Monroe v. Kuhlman, Docket No. 03-3703 (2d Cir. Jan. 3, 2006) (Winter, Feinberg, Straub): This is somewhat of a rare bird: The Circuit concludes that the New York Court of Appeals improperly applied the state’s own contemporaneous objection rule and thus that its finding of a procedural default on direct appeal was “inadequate” to bar federal habeas review of the same question. Monroe claimed that his right to be present at all critical stages of the trial, as well as his right to “judicial supervision” of the trial, were violated when the state trial judge allowed the jury to view previously admitted evidence outside the presence of the judge and the parties during adjournments of the trial. Unfortunately, trial counsel did not object to the procedure. These claims were rejected on direct appeal. The N.Y. Court of Appeals found that (1) Monroe’s right to be present was not violated because the jury’s viewing of the evidence was merely an “ancillary proceeding”; and (2) his right to judicial supervision could not be considered on the merits because no contemporaneous objection was lodged.
On habeas review, the district court (Judge Weinstein) found that (1) the state court’s determination of the right-to-be-present claim was not an “unreasonable application” of federal law, and thus that the writ could not be granted on that basis. It also found that (2) the state court’s determination that Monroe failed to lodge a contemporaneous objection and thus forfeited his right to appellate review of the judicial supervision claim constituted an “independent and adequate” state-law ground to support its decision on this claim, and thus that federal habeas review was barred as well.
The Circuit agreed with Judge Weinstein on point 1, but reversed on point 2, concluding that the New York Court of Appeals misapplied the state’s own contemporaneous objection rule to bar review of the judicial supervision claim. Impressively canvassing New York case law over the last 70 years, the Court concluded that New York did not require a contemporaneous objection to preserve a claim that the defendant’s right to judicial supervision of the trial had been violated. As early as 1934, for instance, the state’s highest court held that “it was irrelevant under the circumstances that an objection was not made.” And in 1985, the same court held that “even a defendant’s consent could not overcome the right to judicial supervision during jury deliberations.” (emphasis in original). Similar decisions were rendered in 1991 and 2000.

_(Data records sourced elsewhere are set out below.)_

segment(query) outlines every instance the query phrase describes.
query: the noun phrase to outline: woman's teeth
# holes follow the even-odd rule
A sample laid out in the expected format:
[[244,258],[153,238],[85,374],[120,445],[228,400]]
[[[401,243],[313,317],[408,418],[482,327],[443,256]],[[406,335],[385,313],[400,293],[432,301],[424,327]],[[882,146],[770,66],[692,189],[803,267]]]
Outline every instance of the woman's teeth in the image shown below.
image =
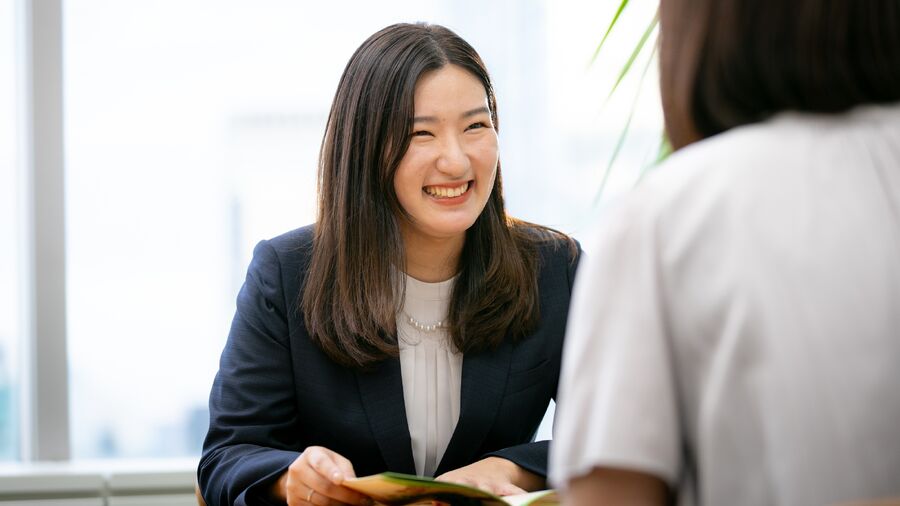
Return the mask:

Because “[t]hese cases make clear that New York state courts do not typically require judicial supervision claims to be preserved,” the Circuit concluded, the New York Court of Appeals’ application of the contemporaneous-objection rule to bar review of Monroe’s judicial supervision claim did not constitute an “adequate” state-law ground precluding federal habeas review. It thus remanded the matter to the district court for a consideration of this question on the merits.